Installing a plasterboard partition in a bathroom is different in that it is better to cover the frame on the “wet” side with two layers of plasterboard. This must be taken into account when calculating the amount of material.

It is also necessary to take into account that the places where the sheets adjoin the floor, walls and ceiling are taped with waterproofing tape, with it placed 100 mm over the plasterboard to prevent the gypsum board from getting wet and being destroyed. A centimeter gap is made between the sheets and the floor, which is subsequently filled with sealant. The same gap is left in the places where the pipes are laid.

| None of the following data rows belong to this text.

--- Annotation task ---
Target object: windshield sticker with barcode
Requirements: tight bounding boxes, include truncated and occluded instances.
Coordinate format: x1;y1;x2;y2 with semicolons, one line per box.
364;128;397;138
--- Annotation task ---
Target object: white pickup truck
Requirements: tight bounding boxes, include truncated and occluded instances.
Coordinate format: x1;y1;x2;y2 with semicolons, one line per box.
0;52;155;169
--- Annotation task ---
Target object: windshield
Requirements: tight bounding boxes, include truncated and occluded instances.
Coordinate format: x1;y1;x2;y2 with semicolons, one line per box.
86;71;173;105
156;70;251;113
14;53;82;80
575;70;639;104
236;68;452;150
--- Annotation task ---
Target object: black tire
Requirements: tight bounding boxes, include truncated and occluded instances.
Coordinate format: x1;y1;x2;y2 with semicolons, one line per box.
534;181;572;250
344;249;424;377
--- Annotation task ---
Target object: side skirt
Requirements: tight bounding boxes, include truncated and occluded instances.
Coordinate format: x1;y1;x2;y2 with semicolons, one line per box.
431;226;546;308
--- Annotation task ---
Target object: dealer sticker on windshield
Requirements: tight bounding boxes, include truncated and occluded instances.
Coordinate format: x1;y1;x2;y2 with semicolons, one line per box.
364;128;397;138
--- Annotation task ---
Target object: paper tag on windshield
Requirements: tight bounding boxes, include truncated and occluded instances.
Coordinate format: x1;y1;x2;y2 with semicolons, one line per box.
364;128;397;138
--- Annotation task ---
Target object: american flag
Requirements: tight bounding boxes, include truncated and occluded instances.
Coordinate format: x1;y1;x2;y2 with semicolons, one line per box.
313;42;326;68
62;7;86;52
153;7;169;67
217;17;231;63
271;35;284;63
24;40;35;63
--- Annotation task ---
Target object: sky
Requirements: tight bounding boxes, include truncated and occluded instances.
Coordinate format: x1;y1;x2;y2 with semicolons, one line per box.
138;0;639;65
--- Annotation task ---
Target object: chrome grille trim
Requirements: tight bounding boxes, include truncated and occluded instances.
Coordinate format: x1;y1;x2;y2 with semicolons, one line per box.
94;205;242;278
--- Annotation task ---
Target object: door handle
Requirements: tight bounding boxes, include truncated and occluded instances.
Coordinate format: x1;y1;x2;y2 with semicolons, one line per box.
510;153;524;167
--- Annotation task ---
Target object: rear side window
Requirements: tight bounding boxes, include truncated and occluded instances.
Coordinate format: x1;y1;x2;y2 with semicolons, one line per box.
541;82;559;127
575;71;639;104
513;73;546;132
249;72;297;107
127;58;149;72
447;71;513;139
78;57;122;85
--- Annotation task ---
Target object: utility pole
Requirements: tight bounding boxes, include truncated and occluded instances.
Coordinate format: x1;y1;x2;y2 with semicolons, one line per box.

Cladding with plasterboard sheets is carried out as follows:

  • Start from the dry side of the structure. Place the first sheet on pre-prepared stands with a size of 1 cm each. Fix the plasterboard sheet on the racks with screws at an angle of 90 degrees, recessing the cap by 1–1.5 mm. If a horizontal connection of gypsum boards is necessary, a cross member is installed at the seam site to prevent cracking of the surface.
  • The second sheet is positioned so that the transverse seams between adjacent sheets of drywall are offset relative to each other by no less than 400 millimeters, and the screws are offset by 10 mm. The work is carried out until the frame base is completely covered.
  • After completing the covering of one side of the metal frame, low-current wires are laid and technological holes are made.
  • Drywall is mounted in a similar way on the second side of the partition element. Sheathing is done so that the sheet joints and fastening points do not align with those located on the reverse side. Vertical seams are offset by the distance between the two posts. Then they cover the frame with another layer of plasterboard, also trying to ensure that the joints do not coincide.

If you want to insulate a wall or increase sound insulation, you can line the inside of the partition with a suitable material. This is done after covering the first side of the frame. When choosing a loose or porous material as an insulator, it must be placed between the layers of waterproofing.

Stage 4: primer, putty

After erecting the structure, be sure to cover its surface with an antiseptic composition. The joints of sheets, screw heads, external and internal corners are additionally primed and sealed with putty using sickle. The installation sites for plumbing fixtures are treated in the same way.

The requirements for puttying the surface of the partition element depend on the method of decorative finishing. If painting is intended, then it is necessary to first seal the seams between the sheets, and then putty the entire surface so that an ideal plane is obtained. If finishing is planned with tiles or PVC panels, there is no need to completely putty the drywall.